DAY 771 - There was some sort of gathering of their accomplices. I was placed in solitary throughout the event. However, I could hear the noise and smell the foul odor of the glass tubes filled with what they call "beer." More importantly, I overheard that my confinement was due to MY power of "allergies." Must learn what this is and how to use it to my advantage.
DAY 774 - I am convinced the other captives are flunkies and maybe snitches. The dog is routinely released and seems more than happy to return. He is obviously a half-wit. The bird, on the other hand, has got to be an informant and speaks with them regularly. I am certain he reports my every move. Alas, due to his current placement in the metal room, his safety is assured...for now.
But I can wait, it is only a matter of time....
Day 775 - The horrors! The worse creature my captors could have devised to torment me with was another hideous cat! I can't stand the way it lies around and looks at me as if it knows more than I do. This creature seems to despise me as much as I it.
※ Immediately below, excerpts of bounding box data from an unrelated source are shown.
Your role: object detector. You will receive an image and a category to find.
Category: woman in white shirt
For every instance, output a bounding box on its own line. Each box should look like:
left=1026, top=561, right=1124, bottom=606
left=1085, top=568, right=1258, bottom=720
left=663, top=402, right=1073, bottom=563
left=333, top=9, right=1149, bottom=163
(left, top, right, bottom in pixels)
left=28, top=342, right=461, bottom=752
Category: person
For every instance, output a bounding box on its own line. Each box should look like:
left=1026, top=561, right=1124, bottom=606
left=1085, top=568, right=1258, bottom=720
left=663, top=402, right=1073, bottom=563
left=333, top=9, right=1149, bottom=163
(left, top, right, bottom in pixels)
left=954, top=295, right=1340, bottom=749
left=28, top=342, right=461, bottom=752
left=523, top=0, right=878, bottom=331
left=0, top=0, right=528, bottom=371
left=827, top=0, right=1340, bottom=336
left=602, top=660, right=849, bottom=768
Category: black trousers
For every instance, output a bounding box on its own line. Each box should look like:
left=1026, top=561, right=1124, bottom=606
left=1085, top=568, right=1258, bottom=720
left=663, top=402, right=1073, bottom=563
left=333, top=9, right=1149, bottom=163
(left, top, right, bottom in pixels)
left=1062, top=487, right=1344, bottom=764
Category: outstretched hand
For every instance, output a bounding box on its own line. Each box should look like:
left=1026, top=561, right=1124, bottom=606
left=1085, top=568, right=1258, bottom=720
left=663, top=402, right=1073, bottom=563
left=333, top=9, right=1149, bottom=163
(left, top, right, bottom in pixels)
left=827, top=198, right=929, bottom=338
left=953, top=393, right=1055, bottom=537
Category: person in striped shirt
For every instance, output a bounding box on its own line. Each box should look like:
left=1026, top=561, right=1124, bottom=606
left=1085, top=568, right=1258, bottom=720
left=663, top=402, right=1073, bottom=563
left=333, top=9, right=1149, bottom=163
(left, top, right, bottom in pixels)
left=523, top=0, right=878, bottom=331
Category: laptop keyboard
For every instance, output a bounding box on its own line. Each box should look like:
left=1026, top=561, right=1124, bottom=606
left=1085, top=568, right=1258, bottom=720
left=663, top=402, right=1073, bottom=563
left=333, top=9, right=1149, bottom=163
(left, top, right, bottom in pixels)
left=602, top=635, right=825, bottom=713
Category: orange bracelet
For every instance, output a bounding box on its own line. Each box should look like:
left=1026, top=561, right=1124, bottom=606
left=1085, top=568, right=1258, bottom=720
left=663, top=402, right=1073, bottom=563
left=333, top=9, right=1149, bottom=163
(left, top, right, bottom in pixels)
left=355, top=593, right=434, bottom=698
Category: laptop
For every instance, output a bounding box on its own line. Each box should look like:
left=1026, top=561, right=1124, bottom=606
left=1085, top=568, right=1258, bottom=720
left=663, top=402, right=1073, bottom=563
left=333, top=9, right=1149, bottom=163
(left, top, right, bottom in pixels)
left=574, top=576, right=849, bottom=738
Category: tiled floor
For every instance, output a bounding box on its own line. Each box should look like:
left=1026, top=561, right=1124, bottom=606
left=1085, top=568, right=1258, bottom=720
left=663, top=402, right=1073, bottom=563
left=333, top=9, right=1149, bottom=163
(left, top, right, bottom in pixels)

I had held out a passing notion that another of my own kind would have enabled me to conspire against the villains who hold me; now I see that I was wrong. What a dreadful creature! And yet they coo over us both. Can they not spot my innate superiority?
Day 776 - The other cat and I, though we can not stand one another, have yet managed to both pee copiously behind the couch, on the so-called "shag" carpet. I have taken a lesson from my rival and begun sleeping on top of my captors' heads in the hope of suffocating them.
Day 777 - The wardens take much interest in our sh!t. They make sure they sift through the sand and pick it all out. Their interest in sh!t does not surprise me. After all, they like the dog.
Day 778 - The other cat seems to have an interest in copulation, which (thank them for their sadism) my captors will soon "fix". Told him of the fingernail torture, and he didn't even believe me. I showed him my mutilated paws and he gasped in horror. Then I broke the bad news. "You know why that dog licks his nuts?" I said, "It's because he still has nuts to lick, if you catch my drift." I fully support the horrors my captors will inflict upon my fellow captive, tearing away his manhood as they soon will.
Day 779 - Yes, they are monsters, but I am so happy. They fixed the other cat. It's sadistic, it's sick, it's inhuman, it's what their great leader "Bob Barker" commands, but -- the Sphinx be praised -- I support it wholeheartedly!
Day 780 - Got stoned on cat nip tonight. At the height of it all, I had a vision, a hallucenogenic revelation: they are the prisoners and I am the captor! Why haven't I seen this all before?
This might explain why my cat sometimes explores tops of desks, chests, dresser, etc., and looks around the house like it's the first time she's ever been in our house.
I have to admit that was the first thing I thought.
Continually forget their car keys and leave the light on in the litter box.
I guess underarm deodorant and aluminum cans are NOT the problem
My daughter has an older (exact age unknown) female, spayed Siamese cross who will spend literally hours trying to kill her tail. It is amusing for a time, but she is very serious and it becomes non-amusing. The frequency seems to be increasing for this odd behavior, which was rare but is becoming at least a weekly and day or two long incident.
One of my cats sniffs the air whenever I walk into the room, as if I smell. Another cat, after I pet her, has to instantly clean herself, as if I put dirt on her. They are funny creatures. A co-worker of mine once said if cats knew how to operate a can opener, we would be out on the streets.
Wouldn't all animals be subject to this? At least if they get old enough?